Hamsters' jaws may also become locked. The hamster may not be able to open their mouth entirely, and this prevents the hamster from eating. Hamsters also tend to drink more as they age, so make sure plenty of fresh water is available.
3. Set Up the Cage, So It Is Accessible. Just like some older humans prefer single-story homes, so they don't have to climb stairs, hamsters' cages should be set up so they can move around with ease. Make sure your older hamster doesn't have to exert a huge amount of effort in order to reach his food, water, toys, or other cage accessories.
Remember, their joints aren't what they used to be! Even after all this, make sure you keep the wheel inside. Hamsters still like to get exercise, even though it will likely be at a slower pace compared to their younger years.
How Old Is a Hamster in Human Years?
To answer this question, we have to take a look at what the average lifespan of a human being is. According to the CDC, the USA life expectancy for a human being is 78.6 years old. When we divide 78.6 by three, as three years is the average life of a hamster, we get 26.2.
So, one hamster year is equivalent to 26 human years!

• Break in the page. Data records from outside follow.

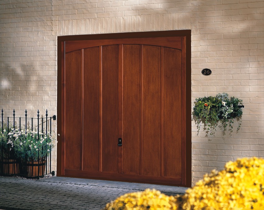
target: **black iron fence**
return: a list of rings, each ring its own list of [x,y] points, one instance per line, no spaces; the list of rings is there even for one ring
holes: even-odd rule
[[[1,111],[0,175],[38,179],[48,175],[54,176],[54,171],[51,171],[51,152],[54,143],[52,142],[56,140],[52,138],[52,119],[56,120],[56,116],[48,117],[46,110],[45,117],[40,118],[38,110],[37,117],[28,118],[26,109],[25,117],[17,117],[15,109],[13,112],[12,117],[4,117],[2,109]],[[21,120],[25,120],[24,124]]]

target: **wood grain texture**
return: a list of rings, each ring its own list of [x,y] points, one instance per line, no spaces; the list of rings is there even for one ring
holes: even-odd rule
[[[191,135],[188,131],[188,128],[190,128],[191,126],[190,120],[191,114],[190,111],[191,103],[191,34],[190,30],[186,30],[188,31],[122,33],[58,37],[58,51],[61,52],[61,54],[58,54],[58,77],[61,75],[60,76],[60,80],[58,78],[58,83],[60,81],[61,85],[60,90],[58,88],[58,110],[59,111],[60,109],[61,114],[58,114],[57,130],[58,133],[59,133],[60,130],[61,131],[61,134],[60,134],[61,144],[60,144],[59,143],[58,144],[58,150],[60,150],[58,151],[58,155],[60,158],[58,158],[58,167],[59,168],[58,176],[190,186]],[[157,39],[152,39],[155,36],[160,37],[157,37],[158,38]],[[165,37],[166,36],[167,37]],[[84,39],[86,38],[88,39],[84,42]],[[140,40],[136,40],[138,39]],[[74,40],[79,41],[75,42]],[[64,41],[66,41],[65,48],[64,47]],[[116,44],[116,45],[107,46],[113,44]],[[140,60],[139,66],[141,71],[139,75],[136,73],[138,71],[136,67],[138,65],[137,59],[134,58],[137,56],[136,52],[138,50],[135,47],[136,46],[140,48],[139,52]],[[161,47],[160,48],[159,46]],[[177,89],[175,89],[176,88],[171,86],[171,84],[175,85],[175,83],[178,83],[178,79],[173,73],[170,72],[170,70],[166,70],[166,69],[169,70],[174,68],[175,64],[174,62],[179,61],[175,60],[175,55],[172,56],[170,54],[171,53],[173,54],[175,53],[174,50],[177,50],[171,48],[175,46],[177,46],[176,48],[182,50],[181,62],[182,74],[180,83],[181,83],[182,101],[180,106],[181,106],[182,109],[180,113],[181,130],[179,131],[178,128],[175,128],[175,125],[173,125],[177,124],[177,122],[170,124],[166,122],[166,119],[168,119],[167,121],[174,121],[175,115],[178,115],[177,113],[178,111],[174,112],[174,111],[171,112],[171,112],[170,112],[166,111],[168,109],[167,107],[172,109],[174,106],[178,106],[178,104],[173,103],[175,100],[172,103],[171,102],[170,100],[173,100],[173,98],[169,98],[172,92],[173,93],[173,95],[175,91],[177,91]],[[98,107],[99,111],[97,113],[96,111],[93,113],[91,112],[89,113],[86,113],[85,111],[85,106],[91,106],[91,109],[95,110],[96,107],[92,107],[93,104],[95,107],[98,106],[95,101],[88,102],[88,99],[85,98],[86,94],[85,92],[90,93],[89,91],[92,91],[92,86],[95,85],[96,82],[93,80],[91,84],[86,84],[85,77],[91,77],[91,78],[88,80],[92,80],[92,77],[96,76],[93,73],[89,76],[85,75],[86,65],[84,64],[85,62],[85,56],[83,57],[83,83],[81,81],[81,68],[79,69],[81,74],[80,77],[78,75],[78,73],[72,72],[78,71],[79,67],[73,66],[76,66],[76,64],[79,62],[78,61],[82,58],[80,55],[79,56],[75,54],[78,53],[76,52],[78,51],[73,52],[73,54],[66,53],[65,59],[64,59],[64,49],[67,52],[77,49],[79,48],[82,49],[91,47],[93,48],[95,47],[94,48],[97,48],[99,49],[99,84],[97,85],[99,86],[99,105]],[[157,49],[159,49],[156,50]],[[84,49],[80,51],[83,51],[84,56],[86,51],[89,49],[90,48]],[[126,51],[127,53],[125,52]],[[105,53],[105,52],[106,52]],[[91,52],[90,56],[96,57],[94,54]],[[72,55],[74,55],[73,57]],[[70,57],[72,57],[71,58],[70,58]],[[166,59],[167,61],[165,60]],[[75,60],[74,62],[71,61],[71,59]],[[133,61],[130,62],[131,60]],[[106,62],[105,62],[105,61]],[[168,61],[169,62],[167,62]],[[126,64],[127,61],[127,64]],[[71,62],[74,62],[74,65],[72,65],[72,66],[70,67],[72,71],[67,72],[66,71],[69,71],[69,64]],[[93,62],[91,60],[89,62],[92,63]],[[80,62],[81,63],[81,61]],[[132,63],[131,66],[129,66],[130,63]],[[130,69],[127,72],[126,72],[127,68]],[[156,68],[160,71],[156,72]],[[145,68],[146,71],[145,71]],[[106,71],[106,69],[107,70]],[[157,75],[159,75],[157,77]],[[167,78],[164,79],[165,76]],[[73,78],[79,78],[79,81],[73,82],[74,80],[76,80],[71,78],[73,77]],[[130,77],[131,77],[133,79],[130,80],[131,78]],[[139,93],[137,93],[135,87],[138,78],[139,80]],[[66,79],[65,80],[65,79]],[[71,79],[73,80],[71,83],[68,83],[68,80]],[[83,84],[83,95],[82,94],[82,85],[80,85],[79,87],[78,85],[77,88],[75,87],[78,82]],[[86,135],[85,133],[87,131],[85,130],[86,127],[90,127],[91,129],[96,130],[96,126],[92,123],[92,121],[95,122],[96,120],[94,120],[92,119],[96,119],[95,116],[96,115],[99,116],[98,167],[95,163],[93,165],[94,163],[92,164],[90,162],[91,160],[96,159],[95,157],[97,155],[96,152],[93,152],[94,149],[92,149],[91,147],[93,146],[91,146],[91,144],[85,143],[84,138],[83,138],[83,147],[82,149],[82,130],[80,130],[80,131],[78,131],[79,127],[76,126],[76,122],[78,121],[76,119],[73,121],[71,120],[76,117],[76,115],[70,114],[71,116],[71,117],[67,116],[68,114],[67,110],[70,108],[69,106],[71,103],[73,103],[73,102],[70,101],[69,104],[67,103],[68,101],[70,101],[68,98],[70,96],[67,96],[66,95],[69,94],[67,91],[71,91],[66,89],[66,87],[68,84],[74,87],[74,89],[80,89],[80,91],[78,90],[76,91],[80,93],[80,95],[78,94],[79,93],[76,94],[75,92],[74,96],[76,100],[78,100],[78,97],[80,97],[81,102],[77,101],[77,103],[81,103],[82,100],[83,101],[83,109],[81,109],[79,112],[77,110],[77,113],[80,113],[80,116],[77,114],[77,117],[80,118],[80,122],[78,123],[80,127],[82,127],[81,123],[83,122],[84,137]],[[85,90],[86,89],[87,90]],[[125,95],[126,93],[127,94],[127,98]],[[73,94],[72,92],[69,94]],[[94,97],[94,95],[91,93],[87,94],[89,95],[92,95]],[[138,97],[139,99],[137,98]],[[87,104],[90,104],[89,106],[85,104],[86,100],[87,100]],[[135,102],[137,100],[137,102]],[[80,104],[80,107],[81,107],[82,106]],[[78,107],[79,105],[76,103],[74,104],[73,112],[75,114],[76,112],[74,106]],[[138,106],[139,109],[138,112],[139,113],[137,114],[136,113]],[[128,113],[126,113],[126,111],[128,111]],[[87,118],[85,115],[89,116],[88,117],[91,119],[91,121],[87,122],[85,122],[85,120],[82,121],[82,117],[84,119]],[[130,117],[131,122],[126,119]],[[139,125],[138,127],[135,126],[133,128],[134,125],[138,123],[135,122],[137,121],[137,118],[139,119]],[[69,123],[70,118],[71,121],[71,125]],[[97,123],[95,122],[95,124]],[[86,126],[86,124],[89,124],[89,125]],[[133,131],[132,131],[133,129]],[[139,163],[137,166],[136,164],[138,161],[136,137],[138,132],[137,129],[139,130],[140,139],[139,146]],[[171,130],[174,130],[172,134],[170,133]],[[181,133],[178,133],[178,131]],[[75,134],[73,140],[69,133],[72,132],[74,132]],[[88,131],[87,132],[88,133]],[[70,145],[74,144],[76,146],[74,142],[76,139],[74,138],[78,138],[76,136],[79,135],[78,133],[76,135],[76,133],[80,133],[81,135],[79,138],[80,139],[79,140],[79,151],[75,152],[76,151],[75,151],[75,148],[72,148]],[[179,139],[177,138],[181,135],[181,139],[178,141]],[[128,137],[125,137],[126,135],[128,136],[133,136],[132,138],[134,139],[134,141],[126,141],[125,139]],[[146,138],[144,138],[146,137],[148,137],[146,138]],[[121,137],[123,139],[123,145],[122,147],[118,147],[117,145],[117,139],[119,137]],[[172,138],[176,139],[175,141],[177,142],[177,145],[173,140],[171,140],[170,138]],[[58,140],[59,141],[59,138]],[[73,140],[73,143],[69,141],[69,140]],[[135,144],[132,144],[132,142],[134,142]],[[178,144],[179,142],[181,144],[179,146]],[[92,144],[93,143],[91,143]],[[131,143],[131,145],[129,145],[130,143]],[[90,148],[87,149],[86,147],[88,145],[89,145]],[[94,146],[94,148],[96,150],[96,146]],[[127,148],[126,147],[127,146]],[[173,147],[174,147],[172,148]],[[179,147],[181,148],[180,154],[177,151]],[[129,148],[131,148],[131,151],[129,151]],[[75,158],[76,157],[76,159],[80,161],[80,162],[77,163],[77,164],[75,164],[75,162],[71,163],[68,161],[70,157],[68,152],[70,150],[73,151],[73,152],[76,153],[73,154],[73,155],[71,154],[71,158],[73,157]],[[89,154],[86,154],[86,152],[89,149],[93,150],[92,153],[89,151]],[[125,152],[124,150],[126,150],[128,152]],[[81,157],[82,152],[84,154],[82,159],[82,157]],[[169,157],[170,153],[172,154],[172,157]],[[90,157],[94,155],[94,157]],[[174,162],[177,158],[178,159],[178,162],[181,163],[181,165],[179,165],[178,162],[176,163]],[[134,162],[131,161],[132,159],[134,160]],[[173,159],[172,161],[171,159]],[[128,160],[127,163],[125,160]],[[83,161],[83,169],[84,171],[80,170],[82,169],[80,162],[81,160]],[[95,162],[96,162],[95,161]],[[172,162],[173,162],[170,163]],[[174,168],[173,167],[175,164],[176,167]],[[60,168],[61,169],[60,172]]]
[[[64,42],[58,42],[58,96],[57,130],[58,141],[57,171],[58,176],[64,175],[65,169],[65,48]],[[63,126],[62,126],[63,125]]]
[[[84,50],[83,170],[99,170],[99,48]]]
[[[140,46],[123,46],[123,172],[139,174]]]
[[[190,185],[190,182],[187,183],[187,181],[189,181],[189,178],[186,177],[187,172],[187,167],[189,167],[189,166],[187,166],[187,164],[189,164],[187,162],[188,159],[188,156],[190,155],[190,154],[186,153],[186,151],[188,151],[188,149],[186,147],[189,142],[191,144],[191,139],[188,139],[188,142],[186,142],[187,139],[188,139],[189,136],[190,135],[190,132],[187,131],[186,128],[189,128],[188,124],[191,123],[191,120],[189,119],[187,116],[188,115],[186,113],[186,109],[188,109],[188,112],[189,112],[190,114],[191,112],[190,111],[191,109],[190,107],[188,107],[188,105],[189,104],[188,100],[190,100],[190,92],[189,92],[189,90],[187,89],[186,87],[190,87],[190,73],[188,73],[188,75],[187,72],[186,57],[186,37],[182,37],[182,47],[181,50],[181,60],[182,61],[184,61],[185,62],[182,62],[181,63],[181,172],[182,172],[182,184]],[[188,79],[187,79],[187,78]],[[189,80],[190,81],[189,81]],[[187,91],[188,92],[187,93]],[[191,139],[191,134],[190,134]],[[189,170],[189,168],[188,169]],[[188,175],[189,176],[189,175]]]
[[[123,45],[118,45],[118,138],[123,138]],[[118,146],[118,173],[123,172],[123,147]]]
[[[143,175],[160,176],[160,47],[143,46]]]
[[[163,163],[165,176],[181,177],[181,52],[164,48]]]
[[[177,40],[175,39],[177,39]],[[180,37],[152,37],[66,41],[65,50],[66,52],[110,44],[144,44],[163,46],[181,49],[182,47]]]
[[[80,50],[66,53],[65,71],[65,169],[80,169],[81,143]]]
[[[102,47],[102,171],[118,173],[118,46]]]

What would life look like for a hamster if he was human? In your first year, your hamster- if he was a human- goes to school, learns to drive a car, then college or university, then perhaps gets married and buys a home.
Then, in the second year, he becomes a parent, pays off his home, and enjoys time with his children while also going to work.
In the third year, your hamster is a happy retiree with grandkids and the knowledge he lived a full and happy life.
Now you know the average lifespan of a hamster and ways to keep them living longer. Best of luck, and enjoy your time with your hamster!